PostPosted: Thu Oct 22, 2009 12:00 am
by Sam Page
Perhaps a distinction needs to be drawn between a "calendar-winter ascent" and a "wintry non-calendar-winter ascent". But that distinction is clumsy enough that it would probably never be used. So maybe instead we should just talk in terms of "wintry" ascents. But that would not seem to do justice to wintry ascents done in calendar-winter.

Since the four-season classification system is causing so much trouble, and since it is contrived anyway, perhaps we should take steps to do away with it altogether. :wink:

PostPosted: Thu Oct 22, 2009 12:43 am
by Diggler
Bill Kish wrote:
Diggler wrote:Winter is very distinctly (and easily) defined. An ascent outside of this time is NOT a winter ascent.


Hmm... Merriam-Webster has a couple relevant definitions. I guess you are thinking of the astronomical definition of winter, but many places around the world ignore that one in favor of a definition more matched to the local climate.

"The colder half of the year" definition seems to be the closest match to Secor's December-April definition. Personally I think that works well for the Sierra.


from Webster (cited): "or as reckoned astronomically extending from the December solstice to the March equinox"

from Wiki (also cited): "Meteorologically, the winter solstice, being the day of the year which has fewest hours of daylight, ought to be the middle of the season, but temperature lag means that the coldest period normally follows the solstice, so the season is sometimes regarded (in the USA and England) as beginning at the solstice and ending on the following equinox[1][2]. In the Northern Hemisphere, depending on the year, this corresponds to the period between December 20 and 21 and March 20 or 21."

If one desires to attribute any significant relevance to a "winter ascent" (first or otherwise), seems like a concise definition would be logical, instead of some vague, flowery definition that is used to describe how the conditions were on the mountain.
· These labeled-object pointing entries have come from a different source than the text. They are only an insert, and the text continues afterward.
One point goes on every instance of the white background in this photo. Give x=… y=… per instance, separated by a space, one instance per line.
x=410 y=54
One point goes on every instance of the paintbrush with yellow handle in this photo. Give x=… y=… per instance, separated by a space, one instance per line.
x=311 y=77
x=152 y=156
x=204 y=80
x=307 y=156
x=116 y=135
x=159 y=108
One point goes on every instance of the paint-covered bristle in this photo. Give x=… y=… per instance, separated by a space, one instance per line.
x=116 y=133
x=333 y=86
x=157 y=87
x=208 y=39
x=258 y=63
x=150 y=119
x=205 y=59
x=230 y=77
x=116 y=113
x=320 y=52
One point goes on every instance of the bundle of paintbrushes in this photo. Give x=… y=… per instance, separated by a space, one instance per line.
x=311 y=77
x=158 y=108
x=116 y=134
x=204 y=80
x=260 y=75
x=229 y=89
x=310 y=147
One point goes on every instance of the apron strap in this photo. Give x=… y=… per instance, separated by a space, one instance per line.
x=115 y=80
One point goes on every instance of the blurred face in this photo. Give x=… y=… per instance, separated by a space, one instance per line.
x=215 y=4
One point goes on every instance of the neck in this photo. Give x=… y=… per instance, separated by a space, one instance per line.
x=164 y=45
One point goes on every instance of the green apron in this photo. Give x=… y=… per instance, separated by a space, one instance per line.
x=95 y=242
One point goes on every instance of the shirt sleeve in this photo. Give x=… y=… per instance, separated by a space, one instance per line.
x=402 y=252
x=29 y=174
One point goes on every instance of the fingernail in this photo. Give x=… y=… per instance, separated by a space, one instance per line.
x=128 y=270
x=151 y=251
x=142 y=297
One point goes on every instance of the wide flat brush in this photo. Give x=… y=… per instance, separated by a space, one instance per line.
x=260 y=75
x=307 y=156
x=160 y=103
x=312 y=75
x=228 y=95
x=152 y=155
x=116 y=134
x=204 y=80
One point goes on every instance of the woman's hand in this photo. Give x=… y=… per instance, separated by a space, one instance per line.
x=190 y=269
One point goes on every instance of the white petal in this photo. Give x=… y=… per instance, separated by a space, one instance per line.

I've been on mountains when it was -10F, & been snowed on others, in the summer- 'wintry' conditions, by most people's standards. These were, however, not winter ascents.

PostPosted: Thu Oct 22, 2009 2:14 am
by Bill Kish
Well the first part of that first Webster definition says "usually the months of December, January, and February", so there is ambiguity here from the start.

I understand the appeal of a crisp definition, but the problem is that winter is an 'analog process': each year Winter gradually comes and then gradually goes. And each year is different. So any attempt to define 'winter' by fixed dates is always going to have problems when it comes to describing actual conditions.

My second point is that local climate is potentially more relevant than the astronomical solstice and equinox when it comes to determining actual conditions. Modifying the definition of winter to match local climatology will at least minimize the error inherent in any fixed-date definition. This is what I believe that Secor has done.